Folks usually end up in Heidelberg, Germany, in awe of the medieval castle looming over the city, tasting regional wines, and wandering narrow winding cobblestone streets. And we’re writing about a Packaging Museum?
Yup. You can read about all the other stuff someplace else. Add this Packaging Museum to your to-do list in the tiny tourist town of Heidelberg! But keep your eyes open or you’ll miss it since it’s at the end of a narrow alley off the main street (Hauptstrasse 22, to be exact). All that’s there is an arched opening and a sign, in German: Deutsches Verpackungsmuseum (German Packaging Museum – www.verpackungsmuseum.de).
It’s small but worth an hour of your time if you have any interest whatsoever in branding, marketing, retailing, logos and their development, consumer products, packaging or history.
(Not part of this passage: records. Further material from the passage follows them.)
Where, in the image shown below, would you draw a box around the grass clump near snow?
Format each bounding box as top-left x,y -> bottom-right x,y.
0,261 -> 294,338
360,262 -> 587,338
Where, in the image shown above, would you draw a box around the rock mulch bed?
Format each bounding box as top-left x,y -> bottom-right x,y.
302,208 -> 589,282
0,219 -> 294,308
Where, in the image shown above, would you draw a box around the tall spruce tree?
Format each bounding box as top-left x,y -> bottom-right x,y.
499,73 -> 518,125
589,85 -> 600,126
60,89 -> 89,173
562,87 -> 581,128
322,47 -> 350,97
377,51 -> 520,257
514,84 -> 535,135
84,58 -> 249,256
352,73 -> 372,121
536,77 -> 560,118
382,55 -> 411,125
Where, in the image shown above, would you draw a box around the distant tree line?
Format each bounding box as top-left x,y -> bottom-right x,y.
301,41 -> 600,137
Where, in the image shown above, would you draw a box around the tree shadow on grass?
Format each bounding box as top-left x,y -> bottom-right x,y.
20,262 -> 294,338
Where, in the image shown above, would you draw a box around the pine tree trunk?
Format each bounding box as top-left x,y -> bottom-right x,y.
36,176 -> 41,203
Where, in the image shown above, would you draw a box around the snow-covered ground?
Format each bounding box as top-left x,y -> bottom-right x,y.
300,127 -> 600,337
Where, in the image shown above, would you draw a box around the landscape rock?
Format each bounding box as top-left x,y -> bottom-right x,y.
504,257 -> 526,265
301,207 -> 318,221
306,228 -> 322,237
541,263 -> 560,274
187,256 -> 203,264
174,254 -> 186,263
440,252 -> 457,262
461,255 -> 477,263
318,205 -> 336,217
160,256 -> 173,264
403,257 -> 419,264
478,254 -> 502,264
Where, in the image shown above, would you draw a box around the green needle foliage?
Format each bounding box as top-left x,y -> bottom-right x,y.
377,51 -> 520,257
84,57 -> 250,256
We wandered in on a whim at the end of a cool drizzly winter day, taking the dapper older man at the desk a bit by surprise she thinks. But we ended up with a personal tour of all the goodies in the cases in the old church building. Long story short, the museum is the only one of its kind in Germany or in Europe. It is supported by dozens of brands and used for school groups to show packaging and branding history over the last century-plus with brands most will recognize: Nivea, Bahlsen, Knorr, Nestle, Siemens, Dr. Oetker, Maggi, Brandt, etc. The brands also use the location as a place to bring guests, hold seminars and do business meetings.
There is old machinery that did the wrapping of chocolate squares – one that still works and is kindly demonstrated, with all getting a little chocolate afterward. There is a glass showcase with dollhouse-size store replicas that show how shops 100 years ago sold goods – to help youngsters understand the reasoning behind some types of packaging or how it developed.
One story the man told us: The German word for cookies is “Keks,” which is pronounced “cakes.” Turns out the cookie and baked goods company Bahlsen made up that word! In the early 1900s, German cookie packaging actually had the English word “cakes” on it, but then came the war and the Germans didn’t like the English very much. Bahlsen, in its wisdom, knew it could not totally change the word; instead, it created a new German word that was pronounced nearly the same. (Always skeptical, we checked out his story in the all-powerful German Duden dictionary and, lo and behold, there is the world, created in 1915 from the word “cakes!”)
Be sure to check the hours since they are limited. At the time of this writing in early 2014, the museum was closed Mondays and Tuesdays, and only open 1-6 p.m. Wednesdays to Fridays, and 11 a.m. to 6 p.m. Saturdays, Sundays and holidays. The man who is on site speaks some English although signage is all in German. No matter, you’ll still enjoy the exhibits.